Кто-то хватает ее, дергает. На ее руке лежат нервные пальцы Каролины.
– Сандрина, я знаю, знаю. Мужайся. Держись.
Они смотрят на телефон, не двигаясь. Телефон молчит, как будто вырубился.
Зато звонит телефон Лизы. Она говорит:
– Да. Да. Не знаю, возможно ли это. Хорошо… Мой коллега стоит перед его офисом, – поясняет она. – Он еще не выходил. Сандрина, вы можете отказаться от этого телефона, сменить номер?
Сандрина не понимает.
Лиза трет лоб, для нее это тоже длинный и трудный день, потом она поясняет:
– Он мог установить на ваш телефон программу слежения, которая показывает ему все ваши перемещения. Такое все чаще и чаще наблюдается в случае таких отношений. Тут не надо быть гением айтишником, это делается очень просто, с помощью приложений, к которым есть совершенно легальный доступ.
Сандрина вспоминает, что у нее есть в ее телефоне. Немного музыки, немного фотографий, главным образом Матиаса… Она сосредоточивается, и ее чуть-чуть отпускает.
Лиза оставляет их. Она говорит, что ей надо немного отдохнуть, но вечером, после того как господин Ланглуа выйдет с работы, она вернется и будет дежурить неподалеку.
Каролина усаживается перед старым компьютером Анн-Мари, копирует содержимое телефона Сандрины на одну флешку, а сообщения – на другую, потом они удаляют все приложения, выключают телефон и уничтожают симку с видом опытных разведчиц.
Когда Матиас возвращается из школы и видит ее, он широко распахивает глаза и улыбается во весь рот новой, незнакомой улыбкой. Матиас прежний, но совершенно другой. Он держится иначе, двигается иначе – раскованно, свободно. Прошло меньше месяца, но Сандрина готова поспорить, что он шагнул далеко вперед. Он болтает без умолку, и иногда приходится его попросить дать взрослым поговорить. Он хочет показать Сандрине, чем занимался сегодня в школе, и открывает свою тетрадь для рисования. Его птицы стали красивыми и спокойными. И у них больше нет зубов.
Лиза проводит первую ночь во дворе их дома. Господин Ланглуа не появляется.
22
В квартире тесновато, но это не замечается. Днем Каролина и Сандрина вместе хлопочут, помогают Патрису и Анн-Мари. Сандрина учится ухаживать за растениями. Каролина ищет работу, и Сандрина помогает ей составить резюме на тормозном компьютере Маркесов.

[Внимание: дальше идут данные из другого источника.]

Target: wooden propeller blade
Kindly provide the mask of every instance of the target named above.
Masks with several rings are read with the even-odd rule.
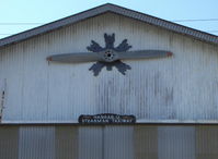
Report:
[[[119,59],[152,59],[152,58],[167,58],[171,57],[172,52],[164,50],[138,50],[119,52]]]
[[[99,61],[100,57],[95,52],[81,52],[81,53],[65,53],[55,54],[47,58],[48,61],[64,62],[64,63],[79,63]]]

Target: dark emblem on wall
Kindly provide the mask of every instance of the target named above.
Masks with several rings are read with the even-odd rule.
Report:
[[[103,60],[94,63],[89,70],[93,71],[94,75],[99,75],[101,70],[106,66],[107,71],[112,71],[113,66],[116,68],[123,75],[126,74],[127,70],[131,68],[122,62],[118,58],[119,52],[128,51],[131,46],[128,45],[127,39],[124,39],[117,47],[114,47],[115,34],[107,35],[104,34],[105,47],[101,47],[94,40],[91,41],[91,45],[87,47],[89,51],[96,52],[102,57]]]
[[[136,123],[135,115],[119,115],[113,113],[101,113],[95,115],[80,115],[81,124],[133,124]]]
[[[97,76],[103,68],[106,68],[107,71],[112,71],[113,68],[116,68],[123,75],[125,75],[126,71],[131,68],[122,60],[164,58],[172,56],[172,52],[165,50],[129,51],[131,46],[127,42],[127,39],[124,39],[115,47],[115,34],[104,34],[104,41],[105,47],[102,47],[96,41],[91,40],[91,45],[88,46],[87,49],[92,52],[55,54],[48,57],[47,60],[66,63],[95,61],[89,70],[93,72],[94,76]]]

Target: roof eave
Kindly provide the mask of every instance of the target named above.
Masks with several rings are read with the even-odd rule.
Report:
[[[135,19],[164,29],[168,29],[170,32],[174,32],[177,34],[182,34],[182,35],[186,35],[186,36],[191,36],[192,38],[205,41],[205,42],[209,42],[209,44],[214,44],[214,45],[218,45],[218,36],[215,35],[210,35],[197,29],[193,29],[186,26],[182,26],[169,21],[164,21],[148,14],[144,14],[140,12],[136,12],[129,9],[125,9],[118,5],[114,5],[111,3],[106,3],[100,7],[96,7],[94,9],[90,9],[87,10],[84,12],[61,19],[59,21],[55,21],[53,23],[3,38],[0,40],[0,47],[7,46],[7,45],[11,45],[14,42],[19,42],[55,29],[58,29],[60,27],[65,27],[67,25],[80,22],[80,21],[84,21],[87,19],[93,17],[93,16],[97,16],[100,14],[106,13],[106,12],[113,12],[115,14],[121,14],[130,19]]]

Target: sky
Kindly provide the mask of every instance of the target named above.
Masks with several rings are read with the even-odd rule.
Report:
[[[218,0],[0,0],[0,39],[104,3],[173,22],[204,20],[175,23],[218,36]]]

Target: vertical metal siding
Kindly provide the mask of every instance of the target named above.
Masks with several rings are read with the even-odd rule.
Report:
[[[22,126],[19,133],[19,159],[54,159],[55,127]]]
[[[108,21],[110,20],[110,21]],[[133,50],[164,49],[168,59],[125,61],[97,77],[80,64],[48,63],[50,54],[87,51],[93,39],[115,33]],[[135,114],[138,121],[207,121],[218,117],[218,50],[202,41],[107,13],[1,48],[0,76],[7,78],[2,122],[77,122],[80,114]]]
[[[0,127],[0,159],[19,159],[19,126]]]
[[[1,159],[217,159],[217,125],[0,126]]]

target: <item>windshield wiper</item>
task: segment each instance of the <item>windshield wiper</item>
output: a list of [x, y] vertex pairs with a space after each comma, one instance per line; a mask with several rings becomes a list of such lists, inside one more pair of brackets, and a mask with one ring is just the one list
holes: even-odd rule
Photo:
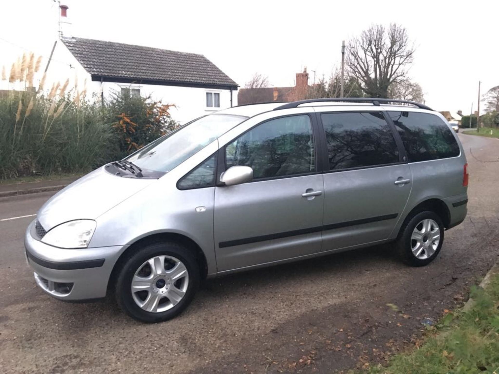
[[130, 161], [121, 160], [115, 161], [112, 164], [120, 169], [130, 172], [132, 174], [135, 174], [139, 178], [141, 178], [143, 177], [142, 170]]

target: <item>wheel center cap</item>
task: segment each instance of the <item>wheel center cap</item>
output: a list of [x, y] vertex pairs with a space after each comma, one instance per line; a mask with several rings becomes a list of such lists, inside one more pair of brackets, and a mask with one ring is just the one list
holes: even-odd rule
[[164, 279], [158, 279], [156, 281], [156, 287], [158, 288], [163, 288], [166, 285], [166, 282]]

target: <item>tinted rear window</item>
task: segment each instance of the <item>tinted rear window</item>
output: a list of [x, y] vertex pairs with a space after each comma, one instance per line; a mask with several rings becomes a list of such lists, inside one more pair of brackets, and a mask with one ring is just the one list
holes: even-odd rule
[[391, 129], [381, 112], [324, 113], [329, 170], [399, 162]]
[[447, 124], [434, 114], [388, 112], [410, 162], [459, 156], [459, 146]]

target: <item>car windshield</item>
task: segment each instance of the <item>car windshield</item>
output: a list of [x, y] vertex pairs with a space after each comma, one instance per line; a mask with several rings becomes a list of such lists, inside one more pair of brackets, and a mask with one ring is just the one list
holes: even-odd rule
[[248, 117], [212, 114], [169, 133], [124, 159], [145, 169], [167, 173]]

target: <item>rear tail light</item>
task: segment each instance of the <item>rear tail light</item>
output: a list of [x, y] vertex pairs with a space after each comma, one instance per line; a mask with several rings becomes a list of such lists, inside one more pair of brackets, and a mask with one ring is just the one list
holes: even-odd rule
[[470, 175], [468, 174], [468, 163], [465, 164], [463, 169], [463, 187], [468, 187], [468, 180], [470, 179]]

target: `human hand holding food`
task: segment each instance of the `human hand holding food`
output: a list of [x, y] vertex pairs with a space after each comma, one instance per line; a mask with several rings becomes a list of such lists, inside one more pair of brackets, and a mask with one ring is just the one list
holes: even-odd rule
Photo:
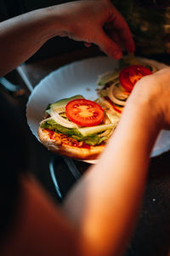
[[120, 59], [122, 47], [134, 51], [134, 43], [127, 22], [109, 0], [82, 0], [60, 5], [65, 13], [70, 38], [94, 43], [108, 55]]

Надо же, она, Сандрина, толстая дура, тупица, умеет делать то, чего не умеет делать умница Каролина!
Распорядок дня подстраивается под Матиаса: Патрис отвозит его в школу, Патрис привозит его, они все вместе ужинают, ложатся спать. При ребенке Сандрина, не жалея сил, старается выглядеть безмятежной. Это ее выматывает. Точно так же было в доме господина Ланглуа – она и там старалась как можно глубже прятать пожирающий ее страх. Здесь, у Маркесов, она направляет усилия на то, чтобы не отравить атмосферу этого уютного дома своими мимолетными приступами страха и постоянными сомнениями.
На улице уже совсем холодно, осень, но часто после полудня они с Каролиной выходят на балкон и беседуют. Каролина курит. Сандрина рассказывает. Они делают это на балконе, чтобы в квартире не пахло табаком.
Проходит четыре дня, потом пять. В тесной квартирке Пикассо чувствует себя на седьмом небе. Он как челнок снует между Матиасом, его бабушкой и дедушкой и Каролиной. Когда очередь доходит до Сандрины, он кладет свою морду ей на колени и смотрит на нее влюбленными глазами. Они подружились в первый же вечер. Как только все улеглись. Матиас скомандовал: «Пикассо! Иди, иди к Сандрине!» – и смешная дворняжка, восторженно чихнув, распласталась рядом с раскладушкой. Когда Сандрина поворачивалась на другой бок, пес поднимал голову, и Сандрине приходилось шептать: «Все хорошо, спи», только тогда он соглашался снова положить голову на скрещенные лапы. А Сандрина лежала с открытыми глазами и вспоминала о соседских собаках, о том, как они злобно рычали при приближении господина Ланглуа, как у них на загривках дыбом вставала шерсть.
Дура, дура…
Нет. Нет. Нет. Это не моя вина.
Она снова и снова повторяла про себя: «Это не моя вина». Не верила в это. Но продолжала повторять: «Я ни в чем, ни в чем не виновата».